Mesa County real estate market rebounding

Phil Castle, The Business Times

Annette Miller
Robert Bray

While the effects of the coronavirus pandemic continue to show up in sales numbers for Mesa County real estate, executives say they’re encouraged nonetheless by what they see.

The overall number of transactions and dollar volume for June nearly matched the same month a year ago. The numbers for residential deals increased on a year-over-year basis.

“I was kind of impressed with that,” said Annette Miller, senior vice president of Heritage Title Co. in Grand Junction.

Robert Bray, chief executive officer of Bray Real Estate in Grand Junction, said the lagging effects of a pandemic that slowed sales activity in March and April will be less pronounced when closings are reported in July and August.

Miller said 549 real estate transactions worth a total of $159 million were reported in Mesa County in June. That’s only five fewer transactions and $5 million less in dollar volume than was reported for the same month last year. June traditionally ranks among the busiest months of the year for real estate activity in Mesa County, she said.

Five large transactions worth a collective $10.1 million bolstered dollar volume, Miller said, including the sale of the building that once housed the Safeway in the Redlands for $4.9 million. There were more large transactions in June 2019, though: seven worth a combined $19 million.

For the first half of 2020, 2,363 transactions worth a total of $716 million were reported, Miller said. Compared to the first half of 2019, transactions dropped 7.8 percent and dollar volume fell 5.3 percent.

According to numbers tracked by Bray Real Estate, 393 residential transactions worth a total of nearly $118.3 million were reported in June. Compared to the same month last year, transactions increased 3.4 percent and dollar volume rose 9 percent.

Through the first half of 2020, 1,728 residential transactions worth a total of nearly $511.7 million were reported. Compared to the first half of 2019, transactions dropped 7 percent and dollar volume slipped 1 percent.

Bray said real estate closings constitute a lagging indicator of activity from four to six weeks or even longer beforehand. Consequently, the latest numbers reflect activity going back to April and March, when pandemic restrictions and stay-at-home orders were in full effect. Bray said he expects even stronger numbers for closings in July and August based on what he said has been increasing activity.
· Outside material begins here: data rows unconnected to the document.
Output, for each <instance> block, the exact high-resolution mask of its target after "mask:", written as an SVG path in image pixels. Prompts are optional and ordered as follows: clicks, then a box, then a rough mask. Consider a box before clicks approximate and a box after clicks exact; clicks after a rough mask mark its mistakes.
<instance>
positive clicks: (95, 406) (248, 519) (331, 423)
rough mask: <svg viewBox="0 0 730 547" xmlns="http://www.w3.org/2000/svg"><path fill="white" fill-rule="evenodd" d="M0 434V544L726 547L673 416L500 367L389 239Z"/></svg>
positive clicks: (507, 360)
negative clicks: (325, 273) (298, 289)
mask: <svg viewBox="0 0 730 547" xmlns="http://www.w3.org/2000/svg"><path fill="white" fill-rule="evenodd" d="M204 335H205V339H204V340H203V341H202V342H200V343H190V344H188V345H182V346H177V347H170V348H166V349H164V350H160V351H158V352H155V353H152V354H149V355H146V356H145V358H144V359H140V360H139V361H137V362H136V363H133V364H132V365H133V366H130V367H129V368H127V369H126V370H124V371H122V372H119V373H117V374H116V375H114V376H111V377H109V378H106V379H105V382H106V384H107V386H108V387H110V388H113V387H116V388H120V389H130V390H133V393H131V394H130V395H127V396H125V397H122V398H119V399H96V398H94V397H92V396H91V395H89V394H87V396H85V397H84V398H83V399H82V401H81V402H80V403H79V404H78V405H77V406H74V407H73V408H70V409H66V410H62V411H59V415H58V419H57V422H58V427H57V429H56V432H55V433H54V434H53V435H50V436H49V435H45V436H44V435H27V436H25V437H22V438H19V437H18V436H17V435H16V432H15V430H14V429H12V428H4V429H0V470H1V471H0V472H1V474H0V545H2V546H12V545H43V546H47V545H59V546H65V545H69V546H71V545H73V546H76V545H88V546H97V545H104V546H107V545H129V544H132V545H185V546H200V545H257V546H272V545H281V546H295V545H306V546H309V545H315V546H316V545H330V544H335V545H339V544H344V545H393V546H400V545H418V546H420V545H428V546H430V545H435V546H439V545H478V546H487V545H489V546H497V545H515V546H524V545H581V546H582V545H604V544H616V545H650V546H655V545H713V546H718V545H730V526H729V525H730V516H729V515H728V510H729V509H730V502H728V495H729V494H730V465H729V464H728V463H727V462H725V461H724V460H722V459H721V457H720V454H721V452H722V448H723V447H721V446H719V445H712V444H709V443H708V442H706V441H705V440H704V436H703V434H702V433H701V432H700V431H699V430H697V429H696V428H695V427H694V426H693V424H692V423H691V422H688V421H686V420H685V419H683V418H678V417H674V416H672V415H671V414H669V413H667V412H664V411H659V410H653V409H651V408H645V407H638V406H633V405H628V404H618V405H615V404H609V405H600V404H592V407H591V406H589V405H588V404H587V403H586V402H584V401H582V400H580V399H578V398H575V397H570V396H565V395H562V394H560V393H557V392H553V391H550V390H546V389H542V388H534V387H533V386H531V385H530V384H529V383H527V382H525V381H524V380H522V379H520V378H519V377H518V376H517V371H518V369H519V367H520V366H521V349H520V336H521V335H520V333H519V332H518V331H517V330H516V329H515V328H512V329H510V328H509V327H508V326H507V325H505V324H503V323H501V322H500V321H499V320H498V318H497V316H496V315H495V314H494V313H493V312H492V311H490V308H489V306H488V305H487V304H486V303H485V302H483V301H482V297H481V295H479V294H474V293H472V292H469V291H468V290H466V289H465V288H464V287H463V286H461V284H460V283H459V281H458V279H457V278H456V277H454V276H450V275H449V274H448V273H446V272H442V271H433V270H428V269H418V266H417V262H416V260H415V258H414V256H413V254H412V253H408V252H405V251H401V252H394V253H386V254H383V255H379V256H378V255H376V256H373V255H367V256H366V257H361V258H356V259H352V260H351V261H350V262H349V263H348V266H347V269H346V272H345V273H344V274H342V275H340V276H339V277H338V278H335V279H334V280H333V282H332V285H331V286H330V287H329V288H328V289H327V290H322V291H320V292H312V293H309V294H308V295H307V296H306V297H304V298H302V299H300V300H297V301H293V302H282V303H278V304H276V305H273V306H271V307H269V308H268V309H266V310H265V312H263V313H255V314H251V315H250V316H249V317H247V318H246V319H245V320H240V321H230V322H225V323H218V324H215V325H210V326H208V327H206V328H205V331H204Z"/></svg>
Lack of inventory remains a headwind, he said. At the end of June, there were 496 active residential listings in Mesa County, down 37.2 percent from the same time last year.

The pace of new construction continues to lag, Bray said. For the first half of 2020, 340 building permits for single-family homes were issued in Mesa County, down 6 percent from the first half of 2019. But the pace could pick up for the rest of the year and equal or even top last year, he added.

Low interest rates on mortgages remain a “hero” in promoting real estate activity, he said. Moreover, the pandemic has motivated more people to consider relocating from big cities to areas less affected by the outbreak — including the Grand Valley.

Miller said property foreclosure activity continues to decrease in Mesa County. Through the first half of 2020, 69 foreclosure filings and 19 sales were reported. Compared to the first half of 2019, filings decreased 31 percent and sales dropped nearly 69 percent. The 24 resales of foreclosed properties during the first half of 2020 constituted just 1 percent of all transactions, well below the 10 percent threshold Miller considers indicative of a healthy market.